Virtual Insanity

Our capacity to absorb what is going on around us seems to be infinite and compared to what  was happening in the teen years of our parents lives there appears to be more information out  there, both wanted and uninvited. The boundaries between our offline and online lives seem to  have disappeared as we all become seamlessly connected to each other wherever we are. Our  social media 'personas' feed into our offline life so that we hover in the mid world of on and  offline, creating a personally constructed world which we think we can control with a swipe or  glance. Yet this is not true as evidence shows that in the connected world we are nudged and  guided to where algorithms have decided to take us. 

As we become data driven and give up part of ourselves we have entered into a digital pact. Julia Hobsbawm in her book Fully Connected writes about our inability to absorb a tidal wave of  information and maintain a healthy balance in our personal and professional lives. This Age of  Overload, or Virtual Insanity, is complex, dissatisfying and unproductive leading to a plethora of  health issues, both mental and physical.  

We urgently need to find a way of stepping back and I have found that meditation is the perfect  antidote. 

Taking a non-negotiable decision to meditate for twenty minutes gives me time to purposely  disconnect from everything around me and step into a safe space where I let my body rest very  deeply in its least excited state and my mind settles. A digitally directed ‘meditation’ is quite  simply not the same thing. 

When you have in place a self-sufficient technique which is not relying on anything other than  yourself, there is a feeling of empowerment and liberation.

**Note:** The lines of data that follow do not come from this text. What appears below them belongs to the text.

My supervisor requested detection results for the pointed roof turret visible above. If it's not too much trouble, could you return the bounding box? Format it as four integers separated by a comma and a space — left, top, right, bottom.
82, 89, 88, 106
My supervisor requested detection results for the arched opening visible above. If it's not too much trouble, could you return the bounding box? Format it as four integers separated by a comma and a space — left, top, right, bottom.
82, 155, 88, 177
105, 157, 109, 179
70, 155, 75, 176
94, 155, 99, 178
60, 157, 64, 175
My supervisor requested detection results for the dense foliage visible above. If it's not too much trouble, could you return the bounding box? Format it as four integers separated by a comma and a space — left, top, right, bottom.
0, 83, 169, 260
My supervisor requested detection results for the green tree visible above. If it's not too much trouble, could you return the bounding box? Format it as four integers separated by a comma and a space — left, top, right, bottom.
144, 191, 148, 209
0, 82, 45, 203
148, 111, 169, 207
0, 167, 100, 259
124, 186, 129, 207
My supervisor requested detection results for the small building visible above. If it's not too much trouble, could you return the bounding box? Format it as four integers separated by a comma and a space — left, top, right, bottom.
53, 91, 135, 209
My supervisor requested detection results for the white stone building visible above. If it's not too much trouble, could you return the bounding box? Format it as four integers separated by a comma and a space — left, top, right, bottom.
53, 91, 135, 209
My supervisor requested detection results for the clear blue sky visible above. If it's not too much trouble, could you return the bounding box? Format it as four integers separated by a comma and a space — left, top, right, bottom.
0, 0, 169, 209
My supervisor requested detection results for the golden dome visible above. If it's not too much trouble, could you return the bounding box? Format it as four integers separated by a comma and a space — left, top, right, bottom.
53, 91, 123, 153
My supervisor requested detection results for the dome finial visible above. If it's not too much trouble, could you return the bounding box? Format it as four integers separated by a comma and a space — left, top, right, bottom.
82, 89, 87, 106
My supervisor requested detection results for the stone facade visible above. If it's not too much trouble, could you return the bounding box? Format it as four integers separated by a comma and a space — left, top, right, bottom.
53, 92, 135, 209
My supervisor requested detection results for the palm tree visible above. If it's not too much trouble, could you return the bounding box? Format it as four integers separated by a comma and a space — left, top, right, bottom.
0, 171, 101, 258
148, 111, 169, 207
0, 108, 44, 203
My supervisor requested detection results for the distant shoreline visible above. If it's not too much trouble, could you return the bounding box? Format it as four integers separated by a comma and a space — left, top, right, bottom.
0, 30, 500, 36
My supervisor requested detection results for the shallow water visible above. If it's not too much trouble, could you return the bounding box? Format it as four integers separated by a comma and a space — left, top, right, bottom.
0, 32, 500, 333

For the twenty three hours and twenty  minutes when we are not meditating we are, or believe ourselves to be, in control of all aspects of  our lives. When meditating we deliberately and gently disengage from this approach surrendering  to the natural flow and energy arising from the time spent sitting with our eyes closed.

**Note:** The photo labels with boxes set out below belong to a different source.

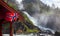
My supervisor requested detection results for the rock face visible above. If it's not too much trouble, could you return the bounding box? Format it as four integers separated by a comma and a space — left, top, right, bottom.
23, 0, 40, 15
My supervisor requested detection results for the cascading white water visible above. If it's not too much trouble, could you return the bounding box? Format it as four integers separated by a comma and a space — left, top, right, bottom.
16, 0, 54, 34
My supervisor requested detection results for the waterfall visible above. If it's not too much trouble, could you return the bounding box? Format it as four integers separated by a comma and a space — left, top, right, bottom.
16, 0, 55, 34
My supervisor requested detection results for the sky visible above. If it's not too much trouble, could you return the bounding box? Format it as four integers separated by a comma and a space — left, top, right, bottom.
41, 0, 60, 8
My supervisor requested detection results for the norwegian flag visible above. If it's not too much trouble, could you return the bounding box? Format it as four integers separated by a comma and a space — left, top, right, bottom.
5, 12, 18, 22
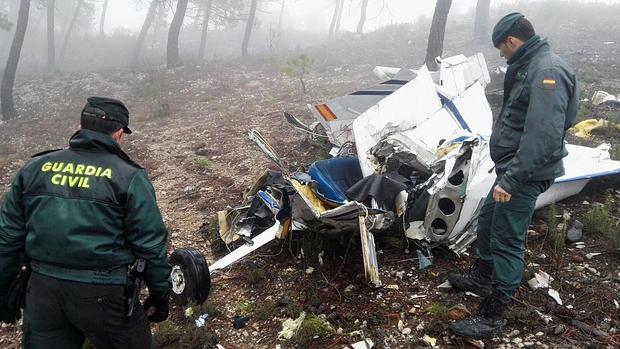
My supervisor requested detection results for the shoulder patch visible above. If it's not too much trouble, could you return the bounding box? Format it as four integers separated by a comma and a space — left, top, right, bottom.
543, 77, 556, 87
534, 69, 562, 90
31, 148, 63, 158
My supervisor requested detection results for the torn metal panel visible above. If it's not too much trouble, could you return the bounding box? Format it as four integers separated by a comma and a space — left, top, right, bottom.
209, 221, 280, 274
308, 53, 490, 146
438, 53, 491, 94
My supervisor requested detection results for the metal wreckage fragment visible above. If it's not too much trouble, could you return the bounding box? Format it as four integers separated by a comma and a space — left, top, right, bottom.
170, 53, 620, 304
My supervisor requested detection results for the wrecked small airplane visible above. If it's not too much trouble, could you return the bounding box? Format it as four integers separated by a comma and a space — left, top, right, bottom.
171, 53, 620, 304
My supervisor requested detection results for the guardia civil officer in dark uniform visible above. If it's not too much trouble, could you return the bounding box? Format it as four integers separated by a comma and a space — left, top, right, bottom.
448, 13, 579, 338
0, 97, 170, 349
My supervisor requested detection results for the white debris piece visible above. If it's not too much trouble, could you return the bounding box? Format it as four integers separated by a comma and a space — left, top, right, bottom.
437, 280, 452, 290
592, 91, 620, 105
536, 310, 553, 325
194, 314, 209, 327
278, 311, 306, 339
422, 334, 437, 348
347, 338, 375, 349
547, 288, 562, 305
527, 270, 553, 291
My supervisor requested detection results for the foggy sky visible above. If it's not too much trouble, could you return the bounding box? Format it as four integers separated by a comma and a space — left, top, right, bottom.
103, 0, 620, 32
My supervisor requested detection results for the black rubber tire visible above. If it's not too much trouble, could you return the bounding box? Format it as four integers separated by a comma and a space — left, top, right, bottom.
169, 248, 211, 305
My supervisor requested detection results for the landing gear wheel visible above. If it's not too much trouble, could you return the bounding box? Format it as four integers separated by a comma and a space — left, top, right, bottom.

Research shows that a consistent regular practice has a compound effect which builds a healthy  balance and approach to all the diversions and demands of our connected lives.

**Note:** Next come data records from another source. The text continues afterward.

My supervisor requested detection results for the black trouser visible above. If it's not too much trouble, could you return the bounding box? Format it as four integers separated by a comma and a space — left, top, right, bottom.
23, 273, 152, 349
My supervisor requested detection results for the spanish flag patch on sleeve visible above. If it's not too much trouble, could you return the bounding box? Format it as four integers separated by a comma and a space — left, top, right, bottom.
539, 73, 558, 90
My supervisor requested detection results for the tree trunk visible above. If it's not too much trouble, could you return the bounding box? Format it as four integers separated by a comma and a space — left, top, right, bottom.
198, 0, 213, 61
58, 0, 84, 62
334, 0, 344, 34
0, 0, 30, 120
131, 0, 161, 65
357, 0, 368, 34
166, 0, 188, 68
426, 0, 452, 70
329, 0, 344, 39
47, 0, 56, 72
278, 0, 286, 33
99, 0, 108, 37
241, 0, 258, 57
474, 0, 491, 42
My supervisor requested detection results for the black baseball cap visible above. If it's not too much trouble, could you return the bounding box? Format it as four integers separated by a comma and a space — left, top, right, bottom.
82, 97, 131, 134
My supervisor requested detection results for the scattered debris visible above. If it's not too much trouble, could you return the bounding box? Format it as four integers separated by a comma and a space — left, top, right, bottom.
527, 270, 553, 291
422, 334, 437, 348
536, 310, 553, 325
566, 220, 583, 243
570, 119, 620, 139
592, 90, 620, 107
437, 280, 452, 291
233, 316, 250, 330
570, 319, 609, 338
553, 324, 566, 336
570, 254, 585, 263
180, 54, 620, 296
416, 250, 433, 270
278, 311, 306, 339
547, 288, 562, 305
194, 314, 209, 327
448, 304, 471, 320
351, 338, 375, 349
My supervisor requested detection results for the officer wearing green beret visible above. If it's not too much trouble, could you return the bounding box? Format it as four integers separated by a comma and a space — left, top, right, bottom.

In these moments thoughts naturally arise triggered by the release of stresses both recent and  long-past. There is no agenda - I'm not trying to meditate or encourage or suppress thoughts. I'm  letting nature do what it wants to do; naturally, effortlessly, simply and easily.  When I end my meditation I can choose how to re-connect with the world. Over the many years I  have meditated I have found that the beckoning electronic finger, or thumbs up can be kept in its  place. That digital world can be entered and left on my own terms, my powers of discrimination  and intuition nurtured twice daily by meditation.